4.         STUDY UNIT 5

4.1         Prescribed reading material

Jones, chapters 13, 14, 15, 16, 17 and 18

4.2         Objectives

Once you have completed the study unit you should be able to:

  • Identify the most important determinants of share prices
  • Use the business cycle to make forecasts of the share market
  • Define an industry
  • Apply the industry life cycle in order to analyse industries
  • Describe the qualitative factors influencing the analysis of an industry
  • Distinguish between the different types of industries
  • Identify the roles of the balance sheet and income statement with regard to company analysis
  • Explain the problem with reported earnings for the fundamental analyst
  • Identify the effect of earnings surprises on share prices
  • Use the P/E ratio in the investment decision process
  • Define all the concepts required for  bond valuation
  • Passive and active management strategies applicable to bond portfolios
  • Interpret technical analysis
  • Distinguish between the market-related, price-related and volume-related technical instruments signals.

 

SECTION 3:    MODERN INVESTMENT THEORY AND INVESTMENT MANAGEMENT

1.         INTRODUCTION

How to manage a portfolio is dealt with in this section.  The most important component of portfolio management is the measurement of performance.  Performance depends largely on market timing and security selection (stock picking).
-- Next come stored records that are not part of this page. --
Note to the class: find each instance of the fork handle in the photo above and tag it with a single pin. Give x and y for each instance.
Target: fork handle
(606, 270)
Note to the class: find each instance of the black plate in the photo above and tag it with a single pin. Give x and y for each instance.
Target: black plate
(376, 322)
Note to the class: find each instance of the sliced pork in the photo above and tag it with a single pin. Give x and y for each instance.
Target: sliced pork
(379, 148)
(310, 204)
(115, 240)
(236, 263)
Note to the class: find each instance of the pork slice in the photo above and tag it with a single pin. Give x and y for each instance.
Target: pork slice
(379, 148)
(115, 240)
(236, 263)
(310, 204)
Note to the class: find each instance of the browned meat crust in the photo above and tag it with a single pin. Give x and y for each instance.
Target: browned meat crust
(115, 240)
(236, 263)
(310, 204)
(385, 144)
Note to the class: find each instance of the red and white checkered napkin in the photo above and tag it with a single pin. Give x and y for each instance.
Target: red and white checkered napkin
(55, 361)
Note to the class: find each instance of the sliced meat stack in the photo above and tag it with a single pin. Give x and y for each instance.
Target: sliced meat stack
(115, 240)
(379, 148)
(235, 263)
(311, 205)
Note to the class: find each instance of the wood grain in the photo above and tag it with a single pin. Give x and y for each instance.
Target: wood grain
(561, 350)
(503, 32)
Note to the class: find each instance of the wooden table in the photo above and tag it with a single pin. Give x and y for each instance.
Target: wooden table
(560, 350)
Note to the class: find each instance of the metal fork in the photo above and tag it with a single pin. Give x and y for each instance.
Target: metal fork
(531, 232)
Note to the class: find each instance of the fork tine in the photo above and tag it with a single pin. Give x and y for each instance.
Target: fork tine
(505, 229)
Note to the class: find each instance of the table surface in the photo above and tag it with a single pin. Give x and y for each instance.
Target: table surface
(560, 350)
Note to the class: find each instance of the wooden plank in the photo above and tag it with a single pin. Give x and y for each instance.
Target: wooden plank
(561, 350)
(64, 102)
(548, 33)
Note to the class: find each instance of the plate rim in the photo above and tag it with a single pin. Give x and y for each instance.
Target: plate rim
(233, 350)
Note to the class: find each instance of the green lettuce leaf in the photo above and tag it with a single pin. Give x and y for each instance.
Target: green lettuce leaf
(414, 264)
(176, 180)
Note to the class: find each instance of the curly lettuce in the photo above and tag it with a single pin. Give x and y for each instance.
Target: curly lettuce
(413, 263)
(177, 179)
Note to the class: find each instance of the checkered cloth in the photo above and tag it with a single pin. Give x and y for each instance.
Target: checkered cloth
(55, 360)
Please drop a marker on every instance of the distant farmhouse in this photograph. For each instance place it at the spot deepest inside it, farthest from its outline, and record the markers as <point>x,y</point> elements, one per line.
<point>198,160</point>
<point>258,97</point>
2.         SECTION OBJECTIVES

Once you have completed the section you should be able to:

  • Apply portfolio management as a process
  • Formulate an appropriate investment policy
  • Evaluate portfolio performance
  • Use return and risk considerations when measuring performance
  • Analyse the contribution of market timing and security selection to the success of portfolio management

3.         STUDY UNIT 8 

3.1      Prescribed reading material

Jones, chapters 21, 22 and 23 

3.2       Objectives

Once you have completed the study unit you should be able to:

  • Describe portfolio management as a process
  • Formulate an appropriate investment policy for institutional and individual investors
  • Apply asset allocation when constructing a portfolio
  • Identify the reasons for probable adjustments to an individual’s investment portfolio
  • Describe the framework for evaluating portfolio performance
  • Define the different risk-adjusted measures of performance
  • Use benchmarking
  • Explain the contribution of market timing and security selection to the performance of an investment portfolio

 

Reminder:

Keep on reading to stay in touch with the factors influencing investment decisions and the construction of investment portfolios.